In response to the underwhelming demand for our debut single we’ve decided to clog up the ever expanding and overloaded internet with another mediocre piece of musicianship*. It seems we can’t give this music away, but we try. You can download it for FREE from the ‘Music Shop‘ or have a listen:

 

This time though, on a more serious note, we are very grateful for the kind permission from Sam Harris for the use of some audio from a lecture he gave for the Atheist Foundation of Australia in 2012 called ‘Death and the Present Moment’. The track uses samples from a sequence where Sam talks through how to attain an ‘in the moment’ mental state using mindfulness meditation. It is a fascinating introduction to meditation and really resonated with us. If you would like to listen to the full lecture then we include the YouTube video:

 

This single includes the main track itself called ‘In Your Brain Right Now’ along with a B-side called ‘In Your Brain Right Now (Naked Mix). This B-side is an early draft of the track that includes the whole mediation sequence from Sam Harris with a simple repetitive and hypnotic beat.
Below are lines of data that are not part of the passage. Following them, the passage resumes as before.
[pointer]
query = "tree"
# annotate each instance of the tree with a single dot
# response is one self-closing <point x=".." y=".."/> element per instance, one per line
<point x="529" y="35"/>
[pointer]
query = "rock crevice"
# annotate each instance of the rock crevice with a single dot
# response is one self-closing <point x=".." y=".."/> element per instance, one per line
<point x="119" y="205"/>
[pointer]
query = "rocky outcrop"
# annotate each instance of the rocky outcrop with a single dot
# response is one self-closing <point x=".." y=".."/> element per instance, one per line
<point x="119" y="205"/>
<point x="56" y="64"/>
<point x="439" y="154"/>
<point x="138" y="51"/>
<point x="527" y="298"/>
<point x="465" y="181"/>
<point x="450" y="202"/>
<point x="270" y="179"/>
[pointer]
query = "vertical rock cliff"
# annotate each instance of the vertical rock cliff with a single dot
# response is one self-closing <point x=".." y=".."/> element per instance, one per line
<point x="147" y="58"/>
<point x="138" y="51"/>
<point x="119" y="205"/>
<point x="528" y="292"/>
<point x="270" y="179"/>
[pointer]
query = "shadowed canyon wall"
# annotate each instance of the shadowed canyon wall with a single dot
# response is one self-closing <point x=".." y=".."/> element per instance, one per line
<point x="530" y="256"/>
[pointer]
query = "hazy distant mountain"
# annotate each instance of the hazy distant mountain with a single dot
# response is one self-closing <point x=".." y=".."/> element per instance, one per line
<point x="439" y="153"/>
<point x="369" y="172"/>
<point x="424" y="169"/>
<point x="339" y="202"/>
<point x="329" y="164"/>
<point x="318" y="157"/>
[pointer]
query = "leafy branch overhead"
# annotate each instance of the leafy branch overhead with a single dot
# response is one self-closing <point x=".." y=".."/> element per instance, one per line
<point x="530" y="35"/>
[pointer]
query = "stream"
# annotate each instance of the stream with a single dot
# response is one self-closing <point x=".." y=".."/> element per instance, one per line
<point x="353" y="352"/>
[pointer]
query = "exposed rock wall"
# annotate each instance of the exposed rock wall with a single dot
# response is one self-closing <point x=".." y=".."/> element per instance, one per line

We hope to share and explore some of the themes that underpin this track in some writing and another podcast shortly. These incredibly interesting themes include meditation, the urgency and value of life and the ability to enjoy each moment and the influence of religion and how it has played a part in our lives. We’re also pretty sure we’ll again make little sense and get carried away with delusions of grandeur.

*Tom is apparently offended by the comment about mediocre musicianship. No Side Effects are not able to reconcile this issue, because Tom is part of the band.